“They try for the extra point,” the announcer called. What did it matter? The game was won.

“It’s good! What matter? The score stands 13 to 7. One minute to play. Time out. The Red Rover is leaving the game.”

What did it matter? The game was won.

* * * * * * * *

Tom Howe’s mop-up men did their work well. Angelo the impostor and his band of crooks and kidnapers were sent to jail; not, however, until their bank accounts were exhausted, their safety boxes emptied, paying back the money they had hoped to steal.

With a pilot imported from Houghton, Johnny rode in the big amphibian with Drew’s prisoners back to the city. Drew rode alone in the red racer.
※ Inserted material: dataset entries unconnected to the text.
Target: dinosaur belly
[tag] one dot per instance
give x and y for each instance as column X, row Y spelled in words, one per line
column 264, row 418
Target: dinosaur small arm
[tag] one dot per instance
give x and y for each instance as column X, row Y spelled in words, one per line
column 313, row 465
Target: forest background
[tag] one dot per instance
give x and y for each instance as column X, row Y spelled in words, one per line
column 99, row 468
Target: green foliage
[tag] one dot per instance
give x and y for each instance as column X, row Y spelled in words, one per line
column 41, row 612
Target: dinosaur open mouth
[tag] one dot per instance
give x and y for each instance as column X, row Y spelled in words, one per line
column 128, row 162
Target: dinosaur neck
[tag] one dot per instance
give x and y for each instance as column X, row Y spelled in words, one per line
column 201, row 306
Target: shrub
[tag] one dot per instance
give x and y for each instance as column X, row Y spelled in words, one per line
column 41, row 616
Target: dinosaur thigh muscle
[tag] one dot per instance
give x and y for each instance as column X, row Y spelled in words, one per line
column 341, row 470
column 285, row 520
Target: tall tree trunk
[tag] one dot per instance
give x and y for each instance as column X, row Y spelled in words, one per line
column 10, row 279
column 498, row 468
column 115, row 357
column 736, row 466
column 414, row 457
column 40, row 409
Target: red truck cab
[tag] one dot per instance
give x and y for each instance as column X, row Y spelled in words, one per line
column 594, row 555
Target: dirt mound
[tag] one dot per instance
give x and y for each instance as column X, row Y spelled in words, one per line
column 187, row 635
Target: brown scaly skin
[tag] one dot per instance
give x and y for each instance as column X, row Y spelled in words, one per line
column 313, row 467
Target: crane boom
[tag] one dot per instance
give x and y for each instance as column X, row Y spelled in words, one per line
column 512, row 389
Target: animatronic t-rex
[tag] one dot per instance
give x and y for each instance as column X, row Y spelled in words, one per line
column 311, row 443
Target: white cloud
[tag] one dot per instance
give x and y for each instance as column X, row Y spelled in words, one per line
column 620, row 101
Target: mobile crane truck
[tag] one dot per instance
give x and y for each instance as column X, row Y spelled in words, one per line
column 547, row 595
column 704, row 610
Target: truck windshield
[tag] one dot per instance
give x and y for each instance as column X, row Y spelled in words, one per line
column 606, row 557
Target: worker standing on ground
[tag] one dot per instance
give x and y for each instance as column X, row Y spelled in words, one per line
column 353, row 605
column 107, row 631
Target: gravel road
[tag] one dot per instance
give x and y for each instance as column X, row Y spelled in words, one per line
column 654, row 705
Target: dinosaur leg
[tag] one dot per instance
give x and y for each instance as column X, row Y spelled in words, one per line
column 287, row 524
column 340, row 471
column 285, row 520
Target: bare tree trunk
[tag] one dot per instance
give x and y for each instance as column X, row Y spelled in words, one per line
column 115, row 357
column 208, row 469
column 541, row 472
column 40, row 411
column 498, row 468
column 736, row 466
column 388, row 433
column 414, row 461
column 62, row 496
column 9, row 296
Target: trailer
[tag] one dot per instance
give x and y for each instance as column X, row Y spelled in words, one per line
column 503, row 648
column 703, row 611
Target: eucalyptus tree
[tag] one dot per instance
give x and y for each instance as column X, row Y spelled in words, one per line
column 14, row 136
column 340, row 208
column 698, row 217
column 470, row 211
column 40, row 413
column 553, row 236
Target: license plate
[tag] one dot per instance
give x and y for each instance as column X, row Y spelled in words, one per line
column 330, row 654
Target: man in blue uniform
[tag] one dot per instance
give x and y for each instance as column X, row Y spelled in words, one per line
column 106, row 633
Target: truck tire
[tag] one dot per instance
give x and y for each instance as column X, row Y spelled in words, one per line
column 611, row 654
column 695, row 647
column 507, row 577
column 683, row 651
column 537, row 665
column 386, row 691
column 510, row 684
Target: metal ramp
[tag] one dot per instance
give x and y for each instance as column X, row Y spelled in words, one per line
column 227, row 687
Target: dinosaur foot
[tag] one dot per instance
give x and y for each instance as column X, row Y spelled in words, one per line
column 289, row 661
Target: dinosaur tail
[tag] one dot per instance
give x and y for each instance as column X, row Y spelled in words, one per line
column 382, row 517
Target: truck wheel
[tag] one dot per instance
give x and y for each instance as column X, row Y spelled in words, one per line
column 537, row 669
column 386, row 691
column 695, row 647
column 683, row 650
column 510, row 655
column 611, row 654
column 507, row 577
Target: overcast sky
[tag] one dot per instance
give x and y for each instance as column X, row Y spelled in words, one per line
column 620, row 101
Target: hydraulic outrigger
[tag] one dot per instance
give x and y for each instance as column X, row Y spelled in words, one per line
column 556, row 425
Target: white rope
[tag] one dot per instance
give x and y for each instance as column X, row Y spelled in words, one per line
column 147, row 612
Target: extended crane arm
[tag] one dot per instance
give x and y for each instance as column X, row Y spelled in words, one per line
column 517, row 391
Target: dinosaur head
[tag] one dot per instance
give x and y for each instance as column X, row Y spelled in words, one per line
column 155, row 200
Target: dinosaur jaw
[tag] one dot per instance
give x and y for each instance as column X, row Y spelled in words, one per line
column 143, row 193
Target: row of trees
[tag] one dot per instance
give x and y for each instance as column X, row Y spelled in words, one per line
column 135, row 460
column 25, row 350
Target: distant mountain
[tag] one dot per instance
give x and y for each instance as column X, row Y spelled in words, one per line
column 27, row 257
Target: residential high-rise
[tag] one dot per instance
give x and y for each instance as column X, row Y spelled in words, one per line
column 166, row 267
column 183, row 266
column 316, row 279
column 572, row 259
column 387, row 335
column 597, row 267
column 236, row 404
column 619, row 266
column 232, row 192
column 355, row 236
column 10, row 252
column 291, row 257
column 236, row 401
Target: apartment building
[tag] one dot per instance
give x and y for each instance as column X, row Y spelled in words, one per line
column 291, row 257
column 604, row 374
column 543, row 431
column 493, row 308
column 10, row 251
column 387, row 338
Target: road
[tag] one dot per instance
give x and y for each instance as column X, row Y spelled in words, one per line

As for Red, a cold shower woke him from the half-trance that had carried him to victory in one of the famous football games of history. Two days later he found himself sitting before a small fire in his own room, meditating on the future. Berley Todd had urged him to visit her in her father’s palatial home. Would he go? She had asked him to go with her to Isle Royale in the good old summer time.

“Isle Royale,” he murmured. “The land of dreams.” Would he go?

The Grand Old Man was leaving football forever. Should he, too, leave and go back to the steel mill? Surely life was strange.

A book lay on his lap. It was “Burton’s Analytic Geometry.” He must dig in. He dug.